Meski bertujuan baik, jika ditilik dari kacamata psikologis, pendekatan untuk mengatasi pelajar bermasalah tersebut dinilai kurang bijak. Menurut psikolog anak dan remaja Madasaina Putri, M.Psi dari PION, pendekatan yang otoriter tidak direkomendasikan dalam proses mendampingi tumbuh kembang anak maupun remaja.

"Dalam mendampingi tumbuh kembang anak maupun remaja, pendekatan yang otoriter tidak direkomendasikan, apalagi bila dijadikan sebagai bentuk 'hukuman'," ujar Madasaina kepada Health-Liputan6.com, Jumat (2/5).

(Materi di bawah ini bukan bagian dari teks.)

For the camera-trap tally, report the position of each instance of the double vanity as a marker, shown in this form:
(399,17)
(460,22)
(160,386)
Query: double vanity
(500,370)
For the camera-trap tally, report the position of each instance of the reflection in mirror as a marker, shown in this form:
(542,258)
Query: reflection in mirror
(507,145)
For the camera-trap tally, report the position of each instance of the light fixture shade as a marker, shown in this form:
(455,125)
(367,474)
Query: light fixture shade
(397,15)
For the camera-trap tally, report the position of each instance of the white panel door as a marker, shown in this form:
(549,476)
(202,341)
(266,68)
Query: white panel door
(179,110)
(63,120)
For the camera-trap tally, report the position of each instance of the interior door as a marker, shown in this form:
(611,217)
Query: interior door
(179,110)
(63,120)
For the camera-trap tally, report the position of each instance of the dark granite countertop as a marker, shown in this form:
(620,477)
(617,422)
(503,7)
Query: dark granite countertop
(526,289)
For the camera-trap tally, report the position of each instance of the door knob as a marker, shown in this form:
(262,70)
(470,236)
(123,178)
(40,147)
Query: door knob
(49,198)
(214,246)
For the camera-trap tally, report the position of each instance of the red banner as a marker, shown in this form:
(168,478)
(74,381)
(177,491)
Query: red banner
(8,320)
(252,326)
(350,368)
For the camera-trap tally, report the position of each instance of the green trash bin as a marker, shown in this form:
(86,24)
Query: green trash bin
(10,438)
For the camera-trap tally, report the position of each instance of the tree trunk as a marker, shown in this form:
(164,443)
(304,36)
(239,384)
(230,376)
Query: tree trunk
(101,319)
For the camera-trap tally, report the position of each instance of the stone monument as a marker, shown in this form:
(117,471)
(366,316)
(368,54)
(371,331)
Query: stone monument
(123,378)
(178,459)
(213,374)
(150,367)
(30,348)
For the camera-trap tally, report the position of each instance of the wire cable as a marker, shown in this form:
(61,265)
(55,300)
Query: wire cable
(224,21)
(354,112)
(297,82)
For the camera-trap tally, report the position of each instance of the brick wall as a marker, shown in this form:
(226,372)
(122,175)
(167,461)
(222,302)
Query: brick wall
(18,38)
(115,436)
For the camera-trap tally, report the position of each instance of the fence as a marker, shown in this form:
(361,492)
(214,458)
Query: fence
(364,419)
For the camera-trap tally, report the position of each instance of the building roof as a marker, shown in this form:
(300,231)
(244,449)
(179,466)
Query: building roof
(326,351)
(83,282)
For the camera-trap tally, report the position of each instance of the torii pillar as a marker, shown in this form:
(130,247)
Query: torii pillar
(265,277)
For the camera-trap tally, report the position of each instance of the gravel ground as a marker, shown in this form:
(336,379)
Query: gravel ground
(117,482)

Berpotensi Memperparah Masalah yang Dialami Remaja

Menurutnya, pendekatan disiplin keras satu arah tanpa dialog bisa memperparah masalah yang dialami remaja.

"Untuk menyelesaikan masalah perilaku pada remaja, one size doesn't fit all. Intervensi yang dilakukan idealnya bersifat individual dan kontekstual, berdasarkan profil psikologis dari tipa anak yang unik, sekalipun masalah perilakunya sama," jelasnya.

Latar belakang masing-masing remaja juga menurutnya perlu mendapat perhatian. Pendekatan berbasis ketertiban dan disiplin keras seperti barak militer akan berdampak berbeda-beda pada tiap remaja. Remaja dengan kecenderungan cemas bisa merasa terancam hingga mengalami gangguan kecemasan klinis. Sementara remaja dengan kecenderungan membangkang justru bisa melawan lebih keras.

“Alih-alih berubah ke arah yang positif, mereka mungkin semakin sulit diarahkan karena merasa tidak dipahami dan diperlakukan tidak adil,” lanjutnya.

Yang lebih mengkhawatirkan, kata Madasaina, pendekatan ini bisa membentuk identitas negatif dalam diri remaja. Label “anak nakal” yang ditempelkan melalui "hukuman militer" bisa mereka internalisasi sebagai bagian dari diri mereka.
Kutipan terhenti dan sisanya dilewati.